Like much of the Internet, Youtube has given the common man a means to express himself, wresting it away from the grasp of the elite – who generally are inclined to overindulge man’s natural tendency to lie. This isn’t such a bad thing: with 10 hours of video being uploaded every second, the lies will tend to cancel each other out.

From the Post:

YouTube at five: how its videos became our collective memory.

Chances are, we never would have heard of Susan Boyle without YouTube.

If the frumpy Scottish songstress had blown away a skeptical audience with her rendition of “I Dreamed a Dream” in April of 2004 rather than April of 2009, no one except those who were watching Britain’s Got Talent on television that evening would know the name Susan Boyle. The more than 120 million people around the world who watched Ms. Boyle’s television debut would likely never have seen the rags-to-riches story.
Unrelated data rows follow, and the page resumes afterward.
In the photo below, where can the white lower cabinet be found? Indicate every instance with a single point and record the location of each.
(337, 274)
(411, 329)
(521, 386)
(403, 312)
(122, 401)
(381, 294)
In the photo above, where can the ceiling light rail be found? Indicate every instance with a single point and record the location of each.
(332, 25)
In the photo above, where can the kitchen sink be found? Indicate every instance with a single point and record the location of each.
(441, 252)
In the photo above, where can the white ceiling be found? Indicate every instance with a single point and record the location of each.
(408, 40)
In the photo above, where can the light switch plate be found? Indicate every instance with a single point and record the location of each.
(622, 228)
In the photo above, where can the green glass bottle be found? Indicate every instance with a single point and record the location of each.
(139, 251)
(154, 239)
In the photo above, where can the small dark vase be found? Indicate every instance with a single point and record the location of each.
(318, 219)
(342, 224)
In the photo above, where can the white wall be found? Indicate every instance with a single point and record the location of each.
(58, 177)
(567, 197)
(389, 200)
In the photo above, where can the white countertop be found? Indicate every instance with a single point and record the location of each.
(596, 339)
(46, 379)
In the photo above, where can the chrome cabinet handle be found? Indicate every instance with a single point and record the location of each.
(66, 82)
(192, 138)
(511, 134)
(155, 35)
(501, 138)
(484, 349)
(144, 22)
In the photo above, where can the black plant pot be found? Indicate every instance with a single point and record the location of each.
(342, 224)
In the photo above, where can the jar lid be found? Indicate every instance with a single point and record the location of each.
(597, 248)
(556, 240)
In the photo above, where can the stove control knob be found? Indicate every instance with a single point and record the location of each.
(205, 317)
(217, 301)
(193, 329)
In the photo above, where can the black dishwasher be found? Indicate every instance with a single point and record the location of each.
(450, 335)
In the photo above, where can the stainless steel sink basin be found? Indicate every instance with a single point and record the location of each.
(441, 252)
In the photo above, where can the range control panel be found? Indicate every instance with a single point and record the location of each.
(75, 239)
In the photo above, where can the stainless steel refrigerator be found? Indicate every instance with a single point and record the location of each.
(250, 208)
That’s because five years ago, YouTube didn’t exist.

While it’s hard to imagine a world without YouTube, it was just five years ago last Saturday that a trio of ex-PayPal employees joined forces to register a Web address which would eventually become a site where anyone could post videos to the Internet.

A few months later, the first video, “Me at the Zoo,” was uploaded to YouTube’s servers, kicking off a revolution that would fundamentally change the role video and the Web play in our culture, altering our collective consciousness and helping millions of people understand obscure references from The Simpsons.

Today, YouTube is the world’s largest repository for video clips on the Internet, with a mind-boggling 10 hours of new video uploaded to the site every second and more than 100 million videos watched every day. It is now physically impossible for any human being to watch every video on YouTube in the span of a single lifetime.